Die 30-Minütige Doku „ZERV – Die Ermittler“ für Das Erste nimmt zwei spektakuläre Fälle der Sonderkommission in den Blick. Kurz nach dem Mauerfall, im Dezember 1989, entdecken Bürgerrechtler ein Waffenlager bei Rostock. Auch in den Kellern des Bereiches KoKo – der geheimnisumwitterten Abteilung Kommerzielle Koordinierung der DDR - finden sich diverse Jagd- und Sportwaffen von SED-Parteigrößen. Das Überraschende: Darunter befinden sich auch Waffen aus westlicher Produktion. Wolfgang Böckel – heute Kriminalhauptkommissar a.D. – soll ermitteln, was es mit den Waffen auf sich hat – woher sie stammen. Akribisch verfolgen er und seine Kollegen die Verkaufswege – und helfen mit, am Ende einen Mann vor Gericht zu bringen, der als quasi unantastbar galt: Alexander Schalck-Golodkowski, ehemaliger Chef der KoKo und zuständig für Devisenbeschaffung der DDR.

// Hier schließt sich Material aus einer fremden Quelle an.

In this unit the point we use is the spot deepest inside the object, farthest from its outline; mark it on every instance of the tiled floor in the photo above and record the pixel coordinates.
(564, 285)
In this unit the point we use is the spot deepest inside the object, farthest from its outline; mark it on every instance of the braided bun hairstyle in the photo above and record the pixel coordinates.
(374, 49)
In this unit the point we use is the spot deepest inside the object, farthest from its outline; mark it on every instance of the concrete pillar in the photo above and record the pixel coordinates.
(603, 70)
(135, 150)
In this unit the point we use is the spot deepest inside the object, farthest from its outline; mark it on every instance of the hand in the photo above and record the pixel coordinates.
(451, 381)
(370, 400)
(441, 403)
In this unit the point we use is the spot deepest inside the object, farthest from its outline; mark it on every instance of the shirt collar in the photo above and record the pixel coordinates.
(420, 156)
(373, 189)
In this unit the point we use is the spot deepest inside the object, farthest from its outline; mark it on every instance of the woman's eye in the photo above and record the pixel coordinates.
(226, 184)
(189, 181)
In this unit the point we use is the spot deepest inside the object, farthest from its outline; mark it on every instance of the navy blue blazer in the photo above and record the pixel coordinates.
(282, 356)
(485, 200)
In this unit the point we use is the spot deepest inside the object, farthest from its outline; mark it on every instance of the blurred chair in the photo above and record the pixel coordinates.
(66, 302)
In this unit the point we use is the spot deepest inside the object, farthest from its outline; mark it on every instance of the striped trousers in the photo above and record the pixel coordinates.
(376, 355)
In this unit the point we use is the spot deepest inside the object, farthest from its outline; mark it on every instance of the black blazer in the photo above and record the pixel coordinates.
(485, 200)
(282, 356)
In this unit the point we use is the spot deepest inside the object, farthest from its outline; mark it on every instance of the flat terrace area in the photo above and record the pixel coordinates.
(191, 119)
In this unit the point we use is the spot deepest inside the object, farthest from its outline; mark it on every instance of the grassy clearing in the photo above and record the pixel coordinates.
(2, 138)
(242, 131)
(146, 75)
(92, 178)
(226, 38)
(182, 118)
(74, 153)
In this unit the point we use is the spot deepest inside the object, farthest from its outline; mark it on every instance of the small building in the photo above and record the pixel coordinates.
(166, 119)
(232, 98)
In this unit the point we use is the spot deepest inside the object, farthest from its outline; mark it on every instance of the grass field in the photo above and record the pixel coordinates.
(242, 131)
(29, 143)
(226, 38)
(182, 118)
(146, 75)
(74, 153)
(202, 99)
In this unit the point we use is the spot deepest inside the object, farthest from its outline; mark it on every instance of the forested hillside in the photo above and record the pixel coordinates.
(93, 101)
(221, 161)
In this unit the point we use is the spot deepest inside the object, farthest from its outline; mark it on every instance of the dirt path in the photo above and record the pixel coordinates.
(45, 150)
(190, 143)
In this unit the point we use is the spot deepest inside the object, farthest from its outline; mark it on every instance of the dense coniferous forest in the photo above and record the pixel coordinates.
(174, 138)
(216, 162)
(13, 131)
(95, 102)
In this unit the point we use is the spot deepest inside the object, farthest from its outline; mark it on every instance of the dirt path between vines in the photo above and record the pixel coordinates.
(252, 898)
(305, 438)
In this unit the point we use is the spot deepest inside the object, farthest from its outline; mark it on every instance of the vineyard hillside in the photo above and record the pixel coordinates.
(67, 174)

Martina Starke kommt als Ermittlerin aus Coburg nach Berlin. Eigentlich hat sie sich nur für ein Jahr zur ZERV verpflichtet. Doch es gibt einen Fall, der sie nicht loslässt: Ein Mann, der in der DDR in den 1970er Jahren wegen Spionage zu 15 Jahren Gefängnis verurteilt wurde. Bis zum Schluss beharrte er darauf, kein Spion zu sein. Es gibt keinen Tatort mehr, nur Archive stehen ihr zu Verfügung. Die Aktenberge wachsen. Martina Starke hofft darauf, irgendetwas zu finden, um diesen vermeintlichen Spion heute rehabilitieren zu können. Aus einem Jahr ZERV werden vier Jahre intensiver Polizeiarbeit, wie Martina Starke sie noch nie erlebt hat. Die Arbeit der Ermittler findet unter schweren Bedingungen statt: Es sind die Jahre unmittelbar nach der Wende, die neue Behörde startet aus dem Nichts. Es gibt keine Strukturen, keine Dienstwege, am Anfang nicht einmal ein Gebäude – dafür massenweise Kartons, Akten und Fälle, die aufgeklärt werden müssen. Die Ermittler kommen bis auf wenige Ausnahmen aus den alten Bundesländern und finden sich in einem Strudel wieder aus Chaos und Überforderung, aber auch: aus ungeahnten Freiheiten und Möglichkeiten. Die drohende Verjährung der Fälle und der Wettlauf gegen die Zeit – bis zum Schluss werden viel zu wenige Ermittler viel zu viele Fälle bearbeiten müssen - und manche Akten bleiben den Beamten verschlossen, denn Ost war mit West und West mit Ost an manchen Stellen stärker miteinander verbunden als erwartet.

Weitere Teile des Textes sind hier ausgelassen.